Health experts have called for focusing the HIV prevention in India towards high-risk groups such as sex workers after the global estimate of HIV/AIDS was revised in the 2007 UNAIDS/WHO AIDS epidemic update.
This revision is because of the major reduction of the estimate for India, which has been set at 2.5 million people living with HIV/AIDS - less than half of the previous official estimate of 5.7 million people.
It is based on a new population-based data from the National Family Health Survey in India.
The health research experts at The George Institute India explained in a commentary published in the Lancet on World AIDS Day, the basis of this drop and the implications for future planning of HIV/AIDS control in India.
The author of the commentary was Professor Lalit Dandona, Senior Director of The George Institute India and Chair of International Public Health at The University of Sydney School of Public Health.
"The data from the recent National Family Health Survey support the findings from similar studies we conducted in southern India, where we showed that the previously used official method for estimation of HIV burden in India was in fact not valid, and led to a 25 times higher estimate than what is actually the case," Lancet, quoted him as saying.
Professor Dandona explained that well-designed scientific population-based surveys offer a far more dependable representation of HIV in India, as compared to the official method used so far, which inferred data directly from large public-sector hospitals to the population.

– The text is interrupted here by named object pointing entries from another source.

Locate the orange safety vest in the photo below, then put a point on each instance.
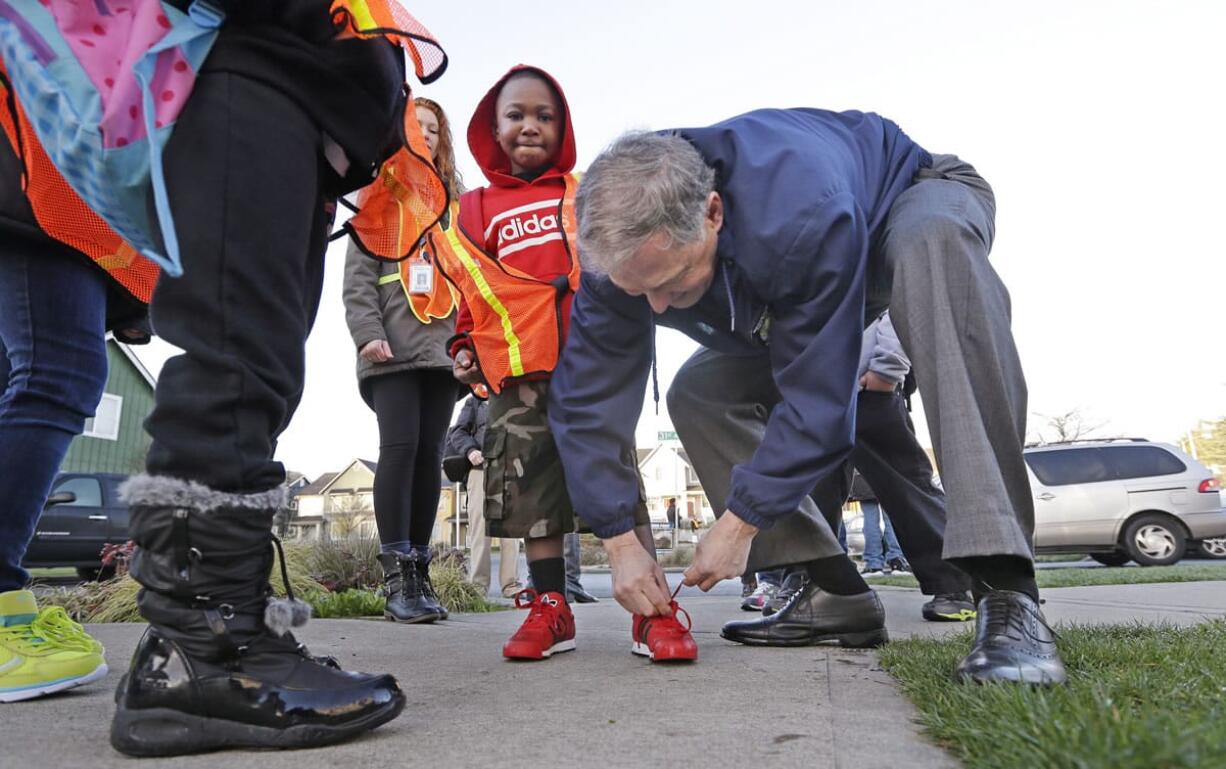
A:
(408, 198)
(516, 317)
(59, 210)
(443, 297)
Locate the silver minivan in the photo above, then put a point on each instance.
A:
(1126, 499)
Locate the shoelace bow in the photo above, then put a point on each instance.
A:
(50, 629)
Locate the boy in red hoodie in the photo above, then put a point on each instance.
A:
(515, 263)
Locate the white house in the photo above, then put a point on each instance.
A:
(667, 474)
(341, 504)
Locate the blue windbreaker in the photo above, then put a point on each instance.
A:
(806, 195)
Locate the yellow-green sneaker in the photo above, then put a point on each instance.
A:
(43, 651)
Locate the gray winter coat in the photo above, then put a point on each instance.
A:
(375, 312)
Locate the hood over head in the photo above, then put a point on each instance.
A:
(489, 155)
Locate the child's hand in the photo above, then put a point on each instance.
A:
(376, 351)
(465, 368)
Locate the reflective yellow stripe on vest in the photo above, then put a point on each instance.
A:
(362, 15)
(487, 293)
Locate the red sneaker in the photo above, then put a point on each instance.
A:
(663, 639)
(549, 627)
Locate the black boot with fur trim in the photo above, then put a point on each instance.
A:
(218, 667)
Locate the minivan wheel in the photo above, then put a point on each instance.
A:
(1111, 559)
(1214, 548)
(1154, 540)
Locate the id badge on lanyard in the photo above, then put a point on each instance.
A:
(421, 275)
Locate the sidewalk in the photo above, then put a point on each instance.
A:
(600, 705)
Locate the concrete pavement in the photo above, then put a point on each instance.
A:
(600, 705)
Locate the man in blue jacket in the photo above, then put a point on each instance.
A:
(769, 238)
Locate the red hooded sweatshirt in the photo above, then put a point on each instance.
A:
(514, 218)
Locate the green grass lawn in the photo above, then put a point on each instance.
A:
(1139, 697)
(53, 573)
(1122, 575)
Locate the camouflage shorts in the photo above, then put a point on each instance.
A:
(525, 487)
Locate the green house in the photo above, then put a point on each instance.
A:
(114, 440)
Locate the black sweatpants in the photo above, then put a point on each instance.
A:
(413, 409)
(244, 174)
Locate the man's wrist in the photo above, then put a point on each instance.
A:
(739, 526)
(617, 545)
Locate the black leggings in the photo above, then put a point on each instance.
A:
(413, 410)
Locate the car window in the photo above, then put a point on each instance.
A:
(1142, 461)
(1069, 466)
(87, 489)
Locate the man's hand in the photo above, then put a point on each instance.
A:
(875, 383)
(465, 367)
(722, 553)
(639, 584)
(375, 351)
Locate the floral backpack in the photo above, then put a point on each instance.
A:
(103, 82)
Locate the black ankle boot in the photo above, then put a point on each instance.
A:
(410, 596)
(423, 573)
(217, 667)
(813, 616)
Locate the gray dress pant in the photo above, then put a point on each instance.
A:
(953, 317)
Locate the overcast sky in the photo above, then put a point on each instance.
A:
(1099, 125)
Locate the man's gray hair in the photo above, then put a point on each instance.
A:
(641, 184)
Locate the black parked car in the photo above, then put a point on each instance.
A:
(82, 515)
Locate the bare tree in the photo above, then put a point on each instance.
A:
(1206, 442)
(1072, 424)
(346, 514)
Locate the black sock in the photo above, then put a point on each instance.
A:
(836, 574)
(548, 575)
(991, 573)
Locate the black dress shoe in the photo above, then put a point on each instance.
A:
(578, 595)
(272, 694)
(813, 616)
(1012, 643)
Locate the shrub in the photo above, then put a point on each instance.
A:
(342, 564)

"The official method overestimated the burden of HIV in India as the profile of patients visiting large public-sector hospitals is quite different from the population at large, in terms of disease distribution including HIV," he said.
He believes that the new and much reduced HIV estimate for India has several implications.
"We can now see that the official method for annual estimation of HIV prevalence in India needs revision. The new figures show the projected number of people needing HIV treatment over the next decade, and the associated resources needed, will be less than previously anticipated," he said.
Professor Dandona said that the new HIV estimate for India significantly indicates that HIV rates as seen in sub-Saharan Africa will not occur in India.
Efforts for HIV prevention in India should therefore be aimed directly towards high-risk groups, such as sex workers, men who have sex with men, mobile populations (migrant labourers and truckers), people with other sexually transmitted infections, and injection drug users.
However, other areas of focus should include counselling, testing, prevention of transmission from mother to child, and blood-transfusion safety.
Also, Professor Dandona said that it is vital that the public-health approach for HIV control in India becomes more scientific.
"The establishment of a reliable estimate of HIV burden in India is only an initial step, what's needed now is more scientific effort to understand the dynamics of HIV spread in India and the impact of interventions on HIV control in India," he said.